Every meal, no matter how big or small, was epic. Crepes for breakfast, beef bourguignon for dinner. I used to joke that each feeding required four pots even when I was cooking only for myself.

It was good practice learning techniques from Julia and Jacques and a fistful of others in the days before there were celebrity chefs and cooking shows. Yet, perhaps it’s a matter of age that now, after so many years of making food that was so busy, that I no longer feel the need to prove myself with convoluted menus in the kitchen. After thirty years of cooking, I recognize what I so often tell my writing students:  Less is more. Simple, unadorned food is both a deep pleasure and an exquisite surprise. Think of a peppery bit of arugula served with lemon and shaved Parmesan or the creamy goodness of softly scrambled eggs on the perfect whole grain toast melting with sweet cream butter.
 
Greg Marquez's painting of the peeper pond
I often dream of a meal Hemingway wrote about. It was simple:  Roasted chicken, good sharp cheddar, a fresh Parisian baguette and four bottles of white wine that had been chilled in the river. This meal comes to mind when the spring turns to summer and all I want to do is lie outside on a blanket in the park or near the peeper pond by my cabin while Greg paints. I have replicated it in all its satisfying plainness at least a dozen times. 

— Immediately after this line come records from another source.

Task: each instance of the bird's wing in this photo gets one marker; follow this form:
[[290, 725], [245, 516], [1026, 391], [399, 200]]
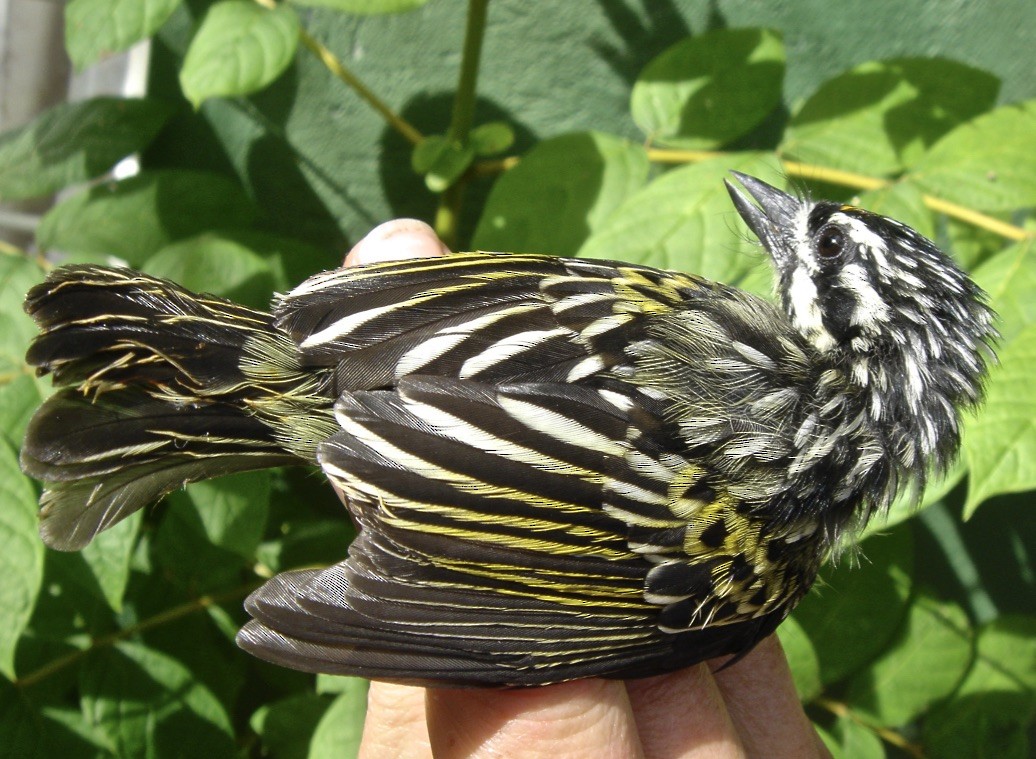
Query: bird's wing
[[483, 317], [499, 545]]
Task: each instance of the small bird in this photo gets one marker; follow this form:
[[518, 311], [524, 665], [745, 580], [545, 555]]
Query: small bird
[[558, 468]]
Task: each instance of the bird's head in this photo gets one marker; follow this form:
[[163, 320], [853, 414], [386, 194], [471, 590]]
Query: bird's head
[[904, 326]]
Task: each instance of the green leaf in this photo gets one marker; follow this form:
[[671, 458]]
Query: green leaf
[[856, 741], [684, 221], [149, 704], [854, 611], [20, 725], [74, 142], [97, 28], [1009, 278], [902, 202], [923, 665], [239, 48], [214, 263], [109, 555], [305, 544], [494, 137], [287, 726], [18, 274], [219, 523], [21, 556], [710, 89], [19, 400], [994, 707], [135, 219], [882, 116], [987, 164], [441, 161], [802, 660], [365, 7], [907, 506], [559, 193], [1000, 442], [341, 728]]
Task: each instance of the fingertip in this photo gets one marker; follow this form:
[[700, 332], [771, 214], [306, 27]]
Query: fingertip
[[400, 238]]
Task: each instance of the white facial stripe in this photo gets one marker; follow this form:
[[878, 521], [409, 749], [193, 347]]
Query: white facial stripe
[[870, 309], [806, 311]]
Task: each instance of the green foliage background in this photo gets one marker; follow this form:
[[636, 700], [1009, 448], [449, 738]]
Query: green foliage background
[[600, 128]]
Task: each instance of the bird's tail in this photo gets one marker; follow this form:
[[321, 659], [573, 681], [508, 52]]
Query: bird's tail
[[157, 387]]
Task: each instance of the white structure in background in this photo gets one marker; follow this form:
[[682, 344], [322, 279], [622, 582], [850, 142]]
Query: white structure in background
[[35, 74]]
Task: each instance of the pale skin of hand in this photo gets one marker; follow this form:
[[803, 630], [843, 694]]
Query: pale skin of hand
[[749, 709]]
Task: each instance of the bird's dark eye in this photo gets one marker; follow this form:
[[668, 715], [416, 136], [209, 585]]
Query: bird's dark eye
[[830, 243]]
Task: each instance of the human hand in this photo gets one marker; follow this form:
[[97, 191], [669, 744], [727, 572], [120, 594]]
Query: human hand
[[749, 709]]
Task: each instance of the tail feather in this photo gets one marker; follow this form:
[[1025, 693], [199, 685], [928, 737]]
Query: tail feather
[[152, 396]]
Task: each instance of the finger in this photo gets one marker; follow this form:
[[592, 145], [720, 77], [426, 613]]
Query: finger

Plainly put:  It’s a mistake to confuse simplicity with the mundane. I have learned this from my artist lover who makes luminescent landscapes using watercolor. He paints what is out there, but his horizons, his skies evoke something transcendent--a belief in the uniqueness of the moment, that something in its original form is utterly beautiful.  
Mt. Silverheels by Greg Marquez

Recently, I was taken aback when a friend, someone who thinks seriously about food, balked at my request for homemade salsa for an upcoming outdoor party.

“But it’s BORING,” she said. 

Alas for a lack of imagination: Not the lack of imagination that fails to think of some combination of interesting ingredients that may or may not produce something marvelous, but the lack of imagination that distrusts the components in their most basic form to stand on their own.
 
Karen's Buttermilk Fried Chicken
My favorite simple food du jour is Fried Chicken. Good fried chicken seals in the chicken flavor, preserving the juice and pulp of the meat in a succulent, delightfully crackly coating that elevates it from a down home staple to real live soul food. It is neither greasy nor heavy nor laden. Great food, food worth writing and thinking about, food you remember, food that sustains us, should enliven, not leaden. It should pave the path to deep or scintillating conversations and camaraderie--or, the very least, lots and lots of fabulous kissing.

The Chicken & Waffles at Aceq, Arroyo Seco, NM
Until recently, I was certain I’d perfected fried chicken, but while celebrating my birthday in Taos with Greg in May,  I  discovered a version so good,  my culinary roadmap has shifted. Aceq fries its chicken off the bone, while still managing to preserved the juicy bird flavor under a coating so light and crispy, I was sure they’d used something other than flour for the breading. Greg ordered his chicken as a sandwich while I ate mine with waffles and real maple syrup. Despite accouterments, the chicken tasted like chicken instead of breaded chicken or fried chicken or chicken paired with something else. The frying enhanced rather than masked the flavor of the bird. Together with a Cline white Mourvedre, the meal was perfect.  We’re still talking about it. 


And, like the Hemingway meal, I expect Aceq’s chicken will be on my mind for years to come.  The secret, I think, lies in trusting the ingredients.  The chicken was local.  Beyond that, I am unsure, except---it was utterly beautiful.